The mood, though, is changing. Spotify is due to report its first-ever earnings after the market’s close on Wednesday – and banks are uncharacteristically optimistic. Morgan Stanley issued a research note this week that makes a bull case for both the newly public music-streaming company and the music industry at large. The firm estimates that Spotify’s number of paying subscribers (i.e. those on the $10-a-month premium tier) could grow from its current 70 million subscribers to around 200 million by the end of 2022. “We argue the strong value proposition of paid streaming services will drive penetration higher over time," analyst Benjamin Swinburne wrote. Translation: Music streaming is a desirable enough product that more and more people will sign up to pay for it.

J.P. Morgan sent a similar note of encouragement to clients, calling Spotify a force in an under-penetrated market. Analyst Doug Anmuth pointed out that the company has managed to boost its monthly active user base by 38% annually, and suggested that it could do for music what Netflix did for video content. “We believe Netflix is the closest operating comp to Spotify, as both benefit from the secular shift to streaming through subscription-based models,” he wrote.
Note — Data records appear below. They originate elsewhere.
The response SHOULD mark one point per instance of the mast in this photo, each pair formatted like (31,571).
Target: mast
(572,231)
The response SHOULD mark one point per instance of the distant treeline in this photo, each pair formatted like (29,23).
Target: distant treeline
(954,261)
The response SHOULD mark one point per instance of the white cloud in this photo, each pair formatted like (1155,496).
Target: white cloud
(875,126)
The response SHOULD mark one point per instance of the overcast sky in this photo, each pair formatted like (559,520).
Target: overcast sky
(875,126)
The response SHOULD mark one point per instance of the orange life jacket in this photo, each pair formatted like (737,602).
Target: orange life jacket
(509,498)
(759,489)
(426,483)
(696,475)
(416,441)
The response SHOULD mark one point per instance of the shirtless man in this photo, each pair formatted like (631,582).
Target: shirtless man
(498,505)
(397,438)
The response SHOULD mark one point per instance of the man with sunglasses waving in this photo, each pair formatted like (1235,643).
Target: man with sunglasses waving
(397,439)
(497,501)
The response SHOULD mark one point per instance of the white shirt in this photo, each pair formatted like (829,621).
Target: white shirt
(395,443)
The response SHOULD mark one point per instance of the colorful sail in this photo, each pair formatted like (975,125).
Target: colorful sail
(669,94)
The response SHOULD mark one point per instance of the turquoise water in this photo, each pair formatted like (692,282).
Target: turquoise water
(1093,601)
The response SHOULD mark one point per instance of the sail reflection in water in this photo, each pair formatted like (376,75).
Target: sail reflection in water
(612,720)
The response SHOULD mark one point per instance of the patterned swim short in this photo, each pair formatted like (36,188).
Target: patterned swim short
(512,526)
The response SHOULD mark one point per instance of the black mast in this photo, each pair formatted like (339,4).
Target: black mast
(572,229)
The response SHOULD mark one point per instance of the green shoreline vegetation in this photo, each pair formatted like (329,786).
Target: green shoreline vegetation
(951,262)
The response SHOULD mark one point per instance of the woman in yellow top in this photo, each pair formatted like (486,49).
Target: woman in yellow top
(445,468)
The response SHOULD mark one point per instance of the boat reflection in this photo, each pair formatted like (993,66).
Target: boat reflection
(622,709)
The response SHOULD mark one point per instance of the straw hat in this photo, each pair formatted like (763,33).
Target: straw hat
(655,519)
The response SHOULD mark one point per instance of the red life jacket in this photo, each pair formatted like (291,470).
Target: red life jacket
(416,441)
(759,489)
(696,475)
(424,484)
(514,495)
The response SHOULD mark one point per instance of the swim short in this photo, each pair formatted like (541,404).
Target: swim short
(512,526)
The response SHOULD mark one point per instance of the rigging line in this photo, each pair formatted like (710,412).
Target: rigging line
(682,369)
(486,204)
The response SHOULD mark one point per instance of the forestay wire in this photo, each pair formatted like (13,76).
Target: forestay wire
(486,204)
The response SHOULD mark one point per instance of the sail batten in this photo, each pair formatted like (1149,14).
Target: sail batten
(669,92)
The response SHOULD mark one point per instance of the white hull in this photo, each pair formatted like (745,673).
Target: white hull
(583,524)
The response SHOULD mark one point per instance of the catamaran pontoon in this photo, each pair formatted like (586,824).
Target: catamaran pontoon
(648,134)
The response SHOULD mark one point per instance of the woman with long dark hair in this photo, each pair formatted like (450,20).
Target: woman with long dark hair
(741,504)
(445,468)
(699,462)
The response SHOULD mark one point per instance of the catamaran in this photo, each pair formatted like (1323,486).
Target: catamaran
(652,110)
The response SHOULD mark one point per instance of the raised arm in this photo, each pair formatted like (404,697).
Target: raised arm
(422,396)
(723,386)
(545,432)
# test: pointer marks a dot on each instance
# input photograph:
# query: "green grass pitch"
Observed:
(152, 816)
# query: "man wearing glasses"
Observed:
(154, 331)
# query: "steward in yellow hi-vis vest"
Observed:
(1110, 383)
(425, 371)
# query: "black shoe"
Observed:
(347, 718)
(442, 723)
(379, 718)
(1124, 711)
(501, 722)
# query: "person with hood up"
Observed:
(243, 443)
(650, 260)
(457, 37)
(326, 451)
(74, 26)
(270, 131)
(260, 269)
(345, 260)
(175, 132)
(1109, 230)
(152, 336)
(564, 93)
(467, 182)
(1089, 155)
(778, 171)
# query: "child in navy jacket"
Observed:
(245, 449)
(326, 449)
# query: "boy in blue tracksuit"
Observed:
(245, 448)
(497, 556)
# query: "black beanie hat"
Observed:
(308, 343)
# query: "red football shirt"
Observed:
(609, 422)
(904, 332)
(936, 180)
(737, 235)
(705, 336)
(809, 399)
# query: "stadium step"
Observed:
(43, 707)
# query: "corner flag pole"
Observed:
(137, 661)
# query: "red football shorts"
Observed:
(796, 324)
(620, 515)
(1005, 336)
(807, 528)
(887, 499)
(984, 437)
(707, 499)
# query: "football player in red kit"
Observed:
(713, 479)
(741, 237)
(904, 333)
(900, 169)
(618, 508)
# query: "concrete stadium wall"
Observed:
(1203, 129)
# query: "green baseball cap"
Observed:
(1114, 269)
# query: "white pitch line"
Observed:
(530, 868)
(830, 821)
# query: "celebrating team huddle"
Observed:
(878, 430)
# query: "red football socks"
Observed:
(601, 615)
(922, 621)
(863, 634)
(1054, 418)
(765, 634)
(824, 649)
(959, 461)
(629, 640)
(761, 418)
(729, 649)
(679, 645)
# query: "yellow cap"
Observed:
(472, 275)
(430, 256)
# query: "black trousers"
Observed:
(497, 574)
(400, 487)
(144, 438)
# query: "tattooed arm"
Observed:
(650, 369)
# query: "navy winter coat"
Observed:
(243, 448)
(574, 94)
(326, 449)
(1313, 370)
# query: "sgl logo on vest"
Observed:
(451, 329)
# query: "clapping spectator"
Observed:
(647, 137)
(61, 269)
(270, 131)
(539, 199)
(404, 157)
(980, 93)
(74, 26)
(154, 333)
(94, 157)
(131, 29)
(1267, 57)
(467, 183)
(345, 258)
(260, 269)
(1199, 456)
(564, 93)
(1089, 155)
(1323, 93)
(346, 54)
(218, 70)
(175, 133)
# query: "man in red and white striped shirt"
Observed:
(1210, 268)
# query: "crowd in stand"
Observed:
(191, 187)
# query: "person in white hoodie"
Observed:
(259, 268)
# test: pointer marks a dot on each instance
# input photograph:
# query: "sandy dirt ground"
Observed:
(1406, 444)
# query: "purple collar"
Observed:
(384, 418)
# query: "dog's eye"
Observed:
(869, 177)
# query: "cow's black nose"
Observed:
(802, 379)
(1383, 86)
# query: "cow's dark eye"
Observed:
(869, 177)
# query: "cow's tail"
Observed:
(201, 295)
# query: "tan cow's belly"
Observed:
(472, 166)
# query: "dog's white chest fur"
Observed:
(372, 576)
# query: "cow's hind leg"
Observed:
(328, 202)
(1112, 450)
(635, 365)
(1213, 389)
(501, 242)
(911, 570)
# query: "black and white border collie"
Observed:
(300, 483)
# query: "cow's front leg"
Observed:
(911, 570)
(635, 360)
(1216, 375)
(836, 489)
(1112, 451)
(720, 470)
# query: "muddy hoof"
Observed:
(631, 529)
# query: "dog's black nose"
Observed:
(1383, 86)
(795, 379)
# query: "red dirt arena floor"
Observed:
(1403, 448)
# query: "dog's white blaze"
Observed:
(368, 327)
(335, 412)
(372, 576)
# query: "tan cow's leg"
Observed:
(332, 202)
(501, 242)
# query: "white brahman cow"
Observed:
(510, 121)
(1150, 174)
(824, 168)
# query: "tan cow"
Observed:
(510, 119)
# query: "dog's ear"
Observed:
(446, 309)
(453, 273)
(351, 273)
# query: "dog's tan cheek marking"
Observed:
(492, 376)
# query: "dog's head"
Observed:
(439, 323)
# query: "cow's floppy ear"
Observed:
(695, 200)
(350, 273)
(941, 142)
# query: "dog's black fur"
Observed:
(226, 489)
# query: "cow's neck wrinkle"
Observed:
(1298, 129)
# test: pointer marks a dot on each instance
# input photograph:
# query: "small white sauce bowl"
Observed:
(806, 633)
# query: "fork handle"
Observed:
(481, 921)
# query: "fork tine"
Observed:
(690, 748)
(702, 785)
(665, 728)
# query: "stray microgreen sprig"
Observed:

Netflix and Spotify don’t make for an exact comparison. The latter, for one, has yet to turn a profit under its current business model, which offers users both a premium tier and an ad-supported free tier. (Guess which of those two is losing money?) As Spotify’s revenues swell, so do the losses it has to incur from licensing payouts made to record labels, songwriters and music publishing companies, and many in the industry fret that Spotify’s free tier will interfere with its path toward profitability.

The banks, though, seem less worried – or perhaps they’re just betting on Spotify’s ability to convert more free users into paying ones. Spotify opened on the New York Stock Exchange on April 3rd at $166 a share, taking on a valuation of around $29 billion. Its first earnings report is expected to yield promising numbers, and Swinburne wrote in his note that investors would do well to take advantage of this “music renaissance.”